There are many ML teams like the one at Zappos whose goal is to eventually deploy a model in production. To support production grade ML models however requires great coordination at the team or organization level involving stakeholders with varying skill sets. Unlike software deployments , Machine Learning Model deployments in Production are rarely “set and forget”. They need to be continuously monitored and when they start to under-perform or cause issues, teams have to be alerted so they can start debugging and root cause the issue and this might even involve re-training the models..

At Comet we interact with organizations that come in with varying levels of ML maturity. As a result we see some common traits of high performing production focused machine learning teams. These teams often exhibit high levels of maturity in areas around model reproducibility, debugging, visibility, and monitoring.

Reproducibility

Models in production are often stored as a simple file. These files store the weights and architecture of the model, but have almost zero information about the backstory or lineage of a model. When evaluating your organization’s ability to reproduce a model, ask the following questions

What was the training code used for training this model?
What specific configuration of hyper-parameters were chosen to train this model?
What version of the data was used to train this model?
How long did it take to train the model?
What were the results of the training run for this model?
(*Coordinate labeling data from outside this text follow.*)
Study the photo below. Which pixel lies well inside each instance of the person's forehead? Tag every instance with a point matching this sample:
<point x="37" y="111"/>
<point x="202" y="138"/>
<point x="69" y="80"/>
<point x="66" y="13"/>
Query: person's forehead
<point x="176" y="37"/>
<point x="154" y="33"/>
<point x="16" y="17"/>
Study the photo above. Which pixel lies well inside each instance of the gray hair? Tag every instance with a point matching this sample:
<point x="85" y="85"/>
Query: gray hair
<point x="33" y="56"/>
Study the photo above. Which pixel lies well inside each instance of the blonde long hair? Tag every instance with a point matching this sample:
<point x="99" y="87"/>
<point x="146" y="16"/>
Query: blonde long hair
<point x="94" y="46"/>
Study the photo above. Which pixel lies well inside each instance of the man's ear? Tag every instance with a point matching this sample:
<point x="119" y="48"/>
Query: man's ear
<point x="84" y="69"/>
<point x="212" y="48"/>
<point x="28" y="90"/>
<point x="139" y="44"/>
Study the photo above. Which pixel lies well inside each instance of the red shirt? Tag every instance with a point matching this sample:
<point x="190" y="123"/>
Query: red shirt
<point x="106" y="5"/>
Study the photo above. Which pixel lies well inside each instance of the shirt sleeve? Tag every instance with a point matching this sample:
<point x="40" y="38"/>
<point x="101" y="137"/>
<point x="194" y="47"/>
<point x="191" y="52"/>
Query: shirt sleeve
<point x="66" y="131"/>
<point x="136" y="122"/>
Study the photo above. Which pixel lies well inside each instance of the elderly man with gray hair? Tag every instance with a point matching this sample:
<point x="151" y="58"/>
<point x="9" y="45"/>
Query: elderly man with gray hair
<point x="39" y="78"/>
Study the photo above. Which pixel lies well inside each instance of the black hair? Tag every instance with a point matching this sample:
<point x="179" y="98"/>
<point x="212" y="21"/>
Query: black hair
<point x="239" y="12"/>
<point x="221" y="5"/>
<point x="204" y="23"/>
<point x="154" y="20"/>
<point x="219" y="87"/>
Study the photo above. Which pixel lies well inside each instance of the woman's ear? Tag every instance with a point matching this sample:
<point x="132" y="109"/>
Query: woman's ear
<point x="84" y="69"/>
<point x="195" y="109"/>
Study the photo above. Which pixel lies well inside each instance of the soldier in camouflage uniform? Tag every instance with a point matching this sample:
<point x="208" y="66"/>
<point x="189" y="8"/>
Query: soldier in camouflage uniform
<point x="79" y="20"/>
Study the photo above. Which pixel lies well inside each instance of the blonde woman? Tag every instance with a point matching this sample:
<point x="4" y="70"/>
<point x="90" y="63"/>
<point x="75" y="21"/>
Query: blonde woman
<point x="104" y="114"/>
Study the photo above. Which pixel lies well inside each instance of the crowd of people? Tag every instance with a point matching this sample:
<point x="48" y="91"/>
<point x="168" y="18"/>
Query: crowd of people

By storing all the information needed to re-produce models in a central location, Mature Machine Learning Teams are quickly able to see the entire training lineage of a model, regardless of when and who trained a model. Tracking all the information needed to reproduce a model sets the stage for debugging models.

Debugging

Model Training in an iterative process. Machine Learning Teams are trying out various strategies to improve model performance: different algorithms, model architectures, hyper-parameters, and data augmentation techniques. Teams need to be aware if these strategies are working or not. Since Mature Machine Learning teams are already tracking all the information needed to reproduce a model, they can very easily answer the question of “How does my current training run compare to previous training runs”?

The Debugging Model workflow also extends to the data side of machine learning training. Metrics like loss and accuracy are great for quantifying model performance at a high level. But Mature ML teams also need to know on which specific data samples the model underperforms on. By understanding model failures at the sample level, teams can brainstorm workarounds for when models encounter similar data in production.

Visibility

The Model Training Process is dispersed around a multitude of systems. Data lives on the cloud. The cloud needs to talk to a server which has an army of GPUs for model training. Results are rendered on local laptops for team members. It’s difficult for teams to answer ““who has tried what” for a particular project.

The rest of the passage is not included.